Commercial satellite images released by a U.S. institute in February pointed to the near completion of a heavy water plant at Arak. The Washington-based Institute for Science and International Security said the plant would contain a nuclear reactor that could eventually produce plutonium for one atomic bomb per year.
Later, institute president David Albright said the satellite images indicate that Iran has been testing the Arak plant. He said the images showed steam coming out of the facility.
On Thursday, the institute released a report that asserted that Iran has established a facility to manufacture gas centrifuges, required for uranium enrichment. The report said the facility, termed Kalaye Electric, was established in 1995 and inspected by the IAEA in 2003.
The Iranian opposition said Teheran's nuclear program has been kept secret from much of the government and parliament. Mohaddessin quoted from what he termed a classified report by parliament in February 2004 that complained of a lack of government information on Arak as well as the uranium enrichment plant at Natanz.
"The legislative branch does not clearly know where the budget for these two projects is coming from," the parliamentary report was quoted as saying. "It neither knows how the project was started and how it was put into place."
In Washington, a leading U.S. expert said Iran appears to be developing what he termed "latent" nuclear weapons capability. The expert said Iran has not yet assembled complete bombs or openly violated the Nuclear Non-Proliferation Treaty.
"They absolutely want to stay within the existing rules of the NPT and regime and they will do everything they can to play by the rules," Carnegie Endowment for International Peace vice president George Perkovich said. "The rules allow you — and in their argument give you the right, which I dispute — to acquire a capability to enrich uranium or to separate plutonium."

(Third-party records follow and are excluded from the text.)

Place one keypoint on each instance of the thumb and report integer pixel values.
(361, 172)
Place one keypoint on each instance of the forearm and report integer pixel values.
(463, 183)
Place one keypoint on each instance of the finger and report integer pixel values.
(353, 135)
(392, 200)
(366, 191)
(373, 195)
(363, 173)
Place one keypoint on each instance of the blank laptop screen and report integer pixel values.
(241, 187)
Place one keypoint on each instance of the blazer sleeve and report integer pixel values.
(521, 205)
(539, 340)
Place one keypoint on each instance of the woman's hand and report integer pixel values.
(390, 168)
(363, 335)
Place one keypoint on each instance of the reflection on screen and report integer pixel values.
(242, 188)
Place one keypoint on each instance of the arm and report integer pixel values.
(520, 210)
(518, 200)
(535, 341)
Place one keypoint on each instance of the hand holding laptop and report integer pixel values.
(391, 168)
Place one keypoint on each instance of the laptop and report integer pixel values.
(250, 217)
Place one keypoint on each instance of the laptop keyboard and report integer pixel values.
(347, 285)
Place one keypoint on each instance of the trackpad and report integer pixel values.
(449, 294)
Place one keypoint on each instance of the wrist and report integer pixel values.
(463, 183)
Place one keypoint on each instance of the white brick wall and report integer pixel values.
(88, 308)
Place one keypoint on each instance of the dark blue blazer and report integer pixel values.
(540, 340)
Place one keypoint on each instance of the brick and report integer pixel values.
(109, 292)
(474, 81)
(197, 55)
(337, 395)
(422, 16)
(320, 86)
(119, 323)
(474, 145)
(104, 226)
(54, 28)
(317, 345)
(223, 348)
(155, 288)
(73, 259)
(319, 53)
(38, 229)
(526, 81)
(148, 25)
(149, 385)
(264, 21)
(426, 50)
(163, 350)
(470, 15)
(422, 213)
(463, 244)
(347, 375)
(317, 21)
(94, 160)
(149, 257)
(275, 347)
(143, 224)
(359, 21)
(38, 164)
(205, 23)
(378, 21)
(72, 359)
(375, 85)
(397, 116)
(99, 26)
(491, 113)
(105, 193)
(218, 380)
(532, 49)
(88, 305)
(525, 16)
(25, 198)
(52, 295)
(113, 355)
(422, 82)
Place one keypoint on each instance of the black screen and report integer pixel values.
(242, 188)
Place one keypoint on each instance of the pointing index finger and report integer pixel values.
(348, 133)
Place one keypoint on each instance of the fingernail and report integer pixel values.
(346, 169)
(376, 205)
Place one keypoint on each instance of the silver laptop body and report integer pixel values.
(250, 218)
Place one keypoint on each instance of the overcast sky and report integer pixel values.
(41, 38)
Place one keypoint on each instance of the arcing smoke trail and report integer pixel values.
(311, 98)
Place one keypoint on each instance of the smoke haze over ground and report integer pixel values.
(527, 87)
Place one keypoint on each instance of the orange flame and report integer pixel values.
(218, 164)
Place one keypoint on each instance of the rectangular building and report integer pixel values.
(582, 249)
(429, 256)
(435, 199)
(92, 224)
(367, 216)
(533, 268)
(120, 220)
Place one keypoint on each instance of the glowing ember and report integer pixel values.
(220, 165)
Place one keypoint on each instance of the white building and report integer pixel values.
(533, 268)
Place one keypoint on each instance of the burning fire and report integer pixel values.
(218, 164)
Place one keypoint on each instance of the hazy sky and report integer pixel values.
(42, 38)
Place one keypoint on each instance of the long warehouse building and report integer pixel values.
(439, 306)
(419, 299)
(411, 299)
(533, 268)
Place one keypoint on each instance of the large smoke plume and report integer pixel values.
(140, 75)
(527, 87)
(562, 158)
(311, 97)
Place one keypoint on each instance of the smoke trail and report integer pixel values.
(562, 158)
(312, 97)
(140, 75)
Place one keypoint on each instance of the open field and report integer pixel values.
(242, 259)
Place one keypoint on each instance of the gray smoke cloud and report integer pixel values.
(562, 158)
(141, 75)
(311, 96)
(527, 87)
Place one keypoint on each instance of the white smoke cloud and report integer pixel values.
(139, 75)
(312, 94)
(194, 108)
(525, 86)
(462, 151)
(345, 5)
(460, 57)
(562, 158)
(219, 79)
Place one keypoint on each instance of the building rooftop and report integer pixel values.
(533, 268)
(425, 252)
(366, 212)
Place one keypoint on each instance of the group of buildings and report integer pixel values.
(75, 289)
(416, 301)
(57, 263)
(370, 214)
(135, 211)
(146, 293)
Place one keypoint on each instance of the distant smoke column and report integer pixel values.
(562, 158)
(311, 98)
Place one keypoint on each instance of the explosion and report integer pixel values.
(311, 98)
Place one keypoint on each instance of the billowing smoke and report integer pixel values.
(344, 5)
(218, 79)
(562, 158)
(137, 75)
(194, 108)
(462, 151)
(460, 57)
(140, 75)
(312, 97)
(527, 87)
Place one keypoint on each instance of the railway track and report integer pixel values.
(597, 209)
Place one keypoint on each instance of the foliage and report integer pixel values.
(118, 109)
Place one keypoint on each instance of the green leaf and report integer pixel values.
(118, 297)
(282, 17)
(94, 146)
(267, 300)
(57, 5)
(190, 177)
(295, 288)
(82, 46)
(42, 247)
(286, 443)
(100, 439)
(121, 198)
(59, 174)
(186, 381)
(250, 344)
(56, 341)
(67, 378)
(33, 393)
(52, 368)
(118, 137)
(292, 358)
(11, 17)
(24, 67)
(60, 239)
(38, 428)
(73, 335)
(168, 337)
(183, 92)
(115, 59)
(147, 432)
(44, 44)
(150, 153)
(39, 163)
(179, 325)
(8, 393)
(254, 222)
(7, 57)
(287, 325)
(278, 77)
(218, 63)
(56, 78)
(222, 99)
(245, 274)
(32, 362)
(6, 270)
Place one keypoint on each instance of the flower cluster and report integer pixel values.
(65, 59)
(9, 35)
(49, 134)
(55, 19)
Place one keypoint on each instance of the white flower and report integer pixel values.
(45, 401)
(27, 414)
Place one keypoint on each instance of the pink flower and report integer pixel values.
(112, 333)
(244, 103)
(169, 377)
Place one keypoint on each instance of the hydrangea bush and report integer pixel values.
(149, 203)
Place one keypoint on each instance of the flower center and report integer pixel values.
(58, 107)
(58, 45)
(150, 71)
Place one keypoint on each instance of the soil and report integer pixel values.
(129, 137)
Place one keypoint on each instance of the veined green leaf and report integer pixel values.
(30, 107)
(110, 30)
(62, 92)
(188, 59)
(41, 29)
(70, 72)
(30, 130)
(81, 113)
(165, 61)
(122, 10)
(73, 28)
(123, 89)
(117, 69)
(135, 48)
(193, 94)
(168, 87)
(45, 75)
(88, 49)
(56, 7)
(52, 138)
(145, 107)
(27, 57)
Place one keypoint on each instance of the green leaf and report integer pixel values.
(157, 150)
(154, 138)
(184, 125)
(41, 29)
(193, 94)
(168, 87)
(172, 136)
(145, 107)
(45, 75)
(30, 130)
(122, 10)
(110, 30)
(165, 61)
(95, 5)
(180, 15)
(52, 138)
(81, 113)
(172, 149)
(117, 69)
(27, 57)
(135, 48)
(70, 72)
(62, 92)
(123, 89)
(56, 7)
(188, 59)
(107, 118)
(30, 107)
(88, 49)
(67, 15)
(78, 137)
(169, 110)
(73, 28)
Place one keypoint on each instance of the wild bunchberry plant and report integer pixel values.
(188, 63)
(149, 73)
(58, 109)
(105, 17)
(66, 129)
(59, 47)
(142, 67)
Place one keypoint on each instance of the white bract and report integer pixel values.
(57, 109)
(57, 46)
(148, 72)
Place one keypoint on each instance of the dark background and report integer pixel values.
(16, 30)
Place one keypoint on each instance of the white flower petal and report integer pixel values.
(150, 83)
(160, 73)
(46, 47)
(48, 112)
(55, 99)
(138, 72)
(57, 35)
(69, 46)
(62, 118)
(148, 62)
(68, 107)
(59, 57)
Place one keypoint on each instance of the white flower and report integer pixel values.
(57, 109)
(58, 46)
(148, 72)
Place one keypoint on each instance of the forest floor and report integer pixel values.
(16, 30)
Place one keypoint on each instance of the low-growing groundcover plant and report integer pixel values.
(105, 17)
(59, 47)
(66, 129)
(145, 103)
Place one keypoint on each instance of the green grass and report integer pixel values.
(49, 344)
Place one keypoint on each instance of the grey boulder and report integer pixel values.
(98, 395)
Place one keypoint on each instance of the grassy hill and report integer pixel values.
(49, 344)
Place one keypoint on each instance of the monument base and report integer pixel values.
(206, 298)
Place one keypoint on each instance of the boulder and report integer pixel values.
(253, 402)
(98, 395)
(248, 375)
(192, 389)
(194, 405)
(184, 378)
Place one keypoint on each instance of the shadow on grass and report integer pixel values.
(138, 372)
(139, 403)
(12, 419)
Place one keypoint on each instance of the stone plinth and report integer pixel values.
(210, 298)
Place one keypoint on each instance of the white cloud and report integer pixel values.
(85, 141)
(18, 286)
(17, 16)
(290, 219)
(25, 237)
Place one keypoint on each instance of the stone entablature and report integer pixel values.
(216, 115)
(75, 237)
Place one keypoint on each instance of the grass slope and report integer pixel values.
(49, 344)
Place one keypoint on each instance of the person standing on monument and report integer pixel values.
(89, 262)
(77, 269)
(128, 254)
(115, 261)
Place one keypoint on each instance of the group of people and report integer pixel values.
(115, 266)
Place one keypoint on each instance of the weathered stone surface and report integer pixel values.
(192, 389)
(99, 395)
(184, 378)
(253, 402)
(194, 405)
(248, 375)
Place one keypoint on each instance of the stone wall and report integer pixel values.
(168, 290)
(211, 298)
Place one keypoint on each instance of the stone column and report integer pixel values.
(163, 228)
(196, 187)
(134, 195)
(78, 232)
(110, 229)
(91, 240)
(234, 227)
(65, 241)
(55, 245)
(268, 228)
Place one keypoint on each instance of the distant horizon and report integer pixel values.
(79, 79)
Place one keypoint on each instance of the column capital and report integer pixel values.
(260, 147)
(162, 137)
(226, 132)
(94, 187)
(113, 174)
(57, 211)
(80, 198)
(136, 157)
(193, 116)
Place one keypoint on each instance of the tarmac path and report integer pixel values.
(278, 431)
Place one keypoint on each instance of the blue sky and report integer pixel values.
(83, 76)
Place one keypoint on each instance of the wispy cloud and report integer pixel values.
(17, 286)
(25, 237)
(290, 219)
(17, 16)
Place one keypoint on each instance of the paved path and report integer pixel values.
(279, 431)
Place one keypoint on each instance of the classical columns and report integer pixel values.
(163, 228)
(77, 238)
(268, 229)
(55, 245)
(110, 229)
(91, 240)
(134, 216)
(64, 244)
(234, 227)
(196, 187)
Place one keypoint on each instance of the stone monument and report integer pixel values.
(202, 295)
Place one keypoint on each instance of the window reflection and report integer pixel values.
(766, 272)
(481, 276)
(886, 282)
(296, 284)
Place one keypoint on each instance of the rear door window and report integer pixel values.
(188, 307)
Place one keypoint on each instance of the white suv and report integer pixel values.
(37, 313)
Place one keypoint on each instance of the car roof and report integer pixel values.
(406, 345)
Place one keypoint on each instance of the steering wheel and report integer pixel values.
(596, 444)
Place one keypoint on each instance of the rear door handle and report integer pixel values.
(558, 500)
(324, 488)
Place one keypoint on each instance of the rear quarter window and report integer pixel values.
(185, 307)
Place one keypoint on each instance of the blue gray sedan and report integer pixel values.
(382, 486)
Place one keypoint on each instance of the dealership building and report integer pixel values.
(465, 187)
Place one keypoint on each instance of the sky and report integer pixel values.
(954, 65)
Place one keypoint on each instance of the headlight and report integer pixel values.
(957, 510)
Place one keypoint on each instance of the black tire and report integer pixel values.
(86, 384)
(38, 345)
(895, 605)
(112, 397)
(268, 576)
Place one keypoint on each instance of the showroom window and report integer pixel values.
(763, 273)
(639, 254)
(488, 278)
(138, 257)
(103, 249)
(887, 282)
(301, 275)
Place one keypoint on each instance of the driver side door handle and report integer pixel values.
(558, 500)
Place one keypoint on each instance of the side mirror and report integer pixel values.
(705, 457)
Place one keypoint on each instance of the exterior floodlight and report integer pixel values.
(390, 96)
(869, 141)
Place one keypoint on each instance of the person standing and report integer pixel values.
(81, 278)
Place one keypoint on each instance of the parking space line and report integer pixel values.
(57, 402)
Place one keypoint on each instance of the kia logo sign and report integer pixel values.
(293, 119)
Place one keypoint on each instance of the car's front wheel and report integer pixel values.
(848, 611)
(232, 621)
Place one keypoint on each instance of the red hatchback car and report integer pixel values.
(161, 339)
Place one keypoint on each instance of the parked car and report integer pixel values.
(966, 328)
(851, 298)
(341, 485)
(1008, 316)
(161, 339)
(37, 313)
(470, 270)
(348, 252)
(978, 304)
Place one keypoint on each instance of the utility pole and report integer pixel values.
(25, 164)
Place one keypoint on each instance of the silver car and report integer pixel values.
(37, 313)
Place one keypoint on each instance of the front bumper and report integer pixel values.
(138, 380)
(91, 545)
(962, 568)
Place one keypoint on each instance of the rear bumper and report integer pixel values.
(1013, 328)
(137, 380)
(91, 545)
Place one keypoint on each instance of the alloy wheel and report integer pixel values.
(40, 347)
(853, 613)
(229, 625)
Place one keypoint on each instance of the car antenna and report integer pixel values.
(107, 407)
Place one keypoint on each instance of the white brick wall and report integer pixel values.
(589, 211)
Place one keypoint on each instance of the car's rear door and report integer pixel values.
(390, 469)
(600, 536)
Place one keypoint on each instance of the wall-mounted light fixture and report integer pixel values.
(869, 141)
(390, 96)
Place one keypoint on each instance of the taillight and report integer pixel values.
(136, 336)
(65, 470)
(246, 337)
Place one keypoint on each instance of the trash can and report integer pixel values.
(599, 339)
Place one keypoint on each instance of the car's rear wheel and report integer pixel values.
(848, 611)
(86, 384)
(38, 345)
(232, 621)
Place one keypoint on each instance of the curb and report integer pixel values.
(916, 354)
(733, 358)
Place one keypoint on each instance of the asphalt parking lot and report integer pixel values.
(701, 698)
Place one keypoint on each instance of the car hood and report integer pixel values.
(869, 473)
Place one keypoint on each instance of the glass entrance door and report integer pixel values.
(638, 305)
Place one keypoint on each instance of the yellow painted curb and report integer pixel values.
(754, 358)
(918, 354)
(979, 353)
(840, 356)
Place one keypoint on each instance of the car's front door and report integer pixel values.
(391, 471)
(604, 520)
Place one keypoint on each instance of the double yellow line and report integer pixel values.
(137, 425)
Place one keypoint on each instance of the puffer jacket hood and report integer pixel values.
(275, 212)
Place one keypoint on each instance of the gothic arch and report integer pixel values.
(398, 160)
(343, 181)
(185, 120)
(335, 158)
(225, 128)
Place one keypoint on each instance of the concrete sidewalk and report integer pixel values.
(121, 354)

Perkovich said Iran has sought to follow the Japanese model. He said Japan maintains large stockpiles of plutonium without international recrimination.
"What we have learned is that some technologies, in particular uranium enrichment and plutonium separation technology, are just too inherently dual use, they have too many inherent weapons applications to be allowed to proliferate to new countries," Perkovich said.
Posted by:Anonymoose

#1  Japan maintains large stockpiles of plutonium without international recrimination

Yup, and the Japanese got the crap kicked out of them to help them through their world domination phase.
That's something Islam sorely needs.